A day at a time, or hour or minute Matt.
sometimes even one second at a time, right?
Thank you for your most honest and beautiful post…..all I can say is me too. I know those days of wanting to run away from it all. Sometimes I just take a “me day”. My job is likes yours. I run the household. I call myself the COO….Chief Operating Officer. My husband and I joke that I am the Big Cheese here at our house. So sometimes when getting a break is what I need I create a “staycation” day for myself. I work hard I deserve a day off. So I create it. For me it is going back to sleep after the kids are off to school, getting a pedicure or a massage. Ok, you might not want the pedicure, but I am sure you get the idea. I shove my “To Do List” and the stress of having a child with special needs and seizures to the side and I just take care of me for the day. Everything is still there when I get back, but I feel like it won’t crush me anymore. just a thought. Again, thank you for the very open and honest post.
Hmmm…maybe I need to try this pedicure thing! Just not at any of the local salons…wouldn’t want to cause a stir! 😉
I haven’t commented in a while but I am still reading when I can. This post brought tears to my eyes. I, too, have felt like *running away* during a run but love is what turns my feet towards home. You are human and sometimes life can just be too much, but that is why we have *running*, right?
The cheapest kind of therapy!
Thank you, Luau. Thank you for being you. Thank you for being there for our girls. I’m glad you turned around and ran home.
Love you,
Mom
I have the same thoughts when things are tough. But like you I turn around and run home because I know I would miss them way too much.
Sorry but I have a hard time understanding why you are not working outside the home also.
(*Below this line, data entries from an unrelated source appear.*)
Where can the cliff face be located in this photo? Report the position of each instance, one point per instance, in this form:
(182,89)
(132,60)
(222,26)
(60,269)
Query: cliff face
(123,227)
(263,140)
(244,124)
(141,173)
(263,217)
Your girls are not babies anymore and are in school full time. Most people go back to work at this point. Your wife also seems to mention the cost of things and often conveys on her blog how her life is stressful working full time. I do agree one parent should be home with kids when they are babies/toddlers, but once they are in school both should work if it is financially needed.
That’s a pretty bold statement…and just who would be taking the little one to her various after school services like Speech and Social Pragmatics among other things? If I just “went back to work” in any old job, ultimately, would I not be paying for expensive childcare so that I can work? Not a lot of high paying jobs out there that let you control your own hours. I wonder if you’ve read either of our blogs regularly because I do happen to be working toward re-entering the workforce – it will be a career that allows flexibility so that I can be available to both Brooke and Katie when I am needed.
I work from home for the same reasons Luau. The pay is not as much as if I worked outside my home . Sometimes the sacrifice and the struggle is what is needed for our Kids . The wingmans job is important they are the ones who do all that is needed to help our kids navigate .
One hundred years from now
It will not matter
What kind of car I drove,
What kind of house I lived in,
How much I had in my bank,
Nor what my clothes looked like.
One hundred years from now
It will not matter
What kind of school I attended,
What kind of typewriter I used,
How large or small my church,
But the world may be …
a little better because…
I was important in the life of a child
I feel like just running away sometimes my self.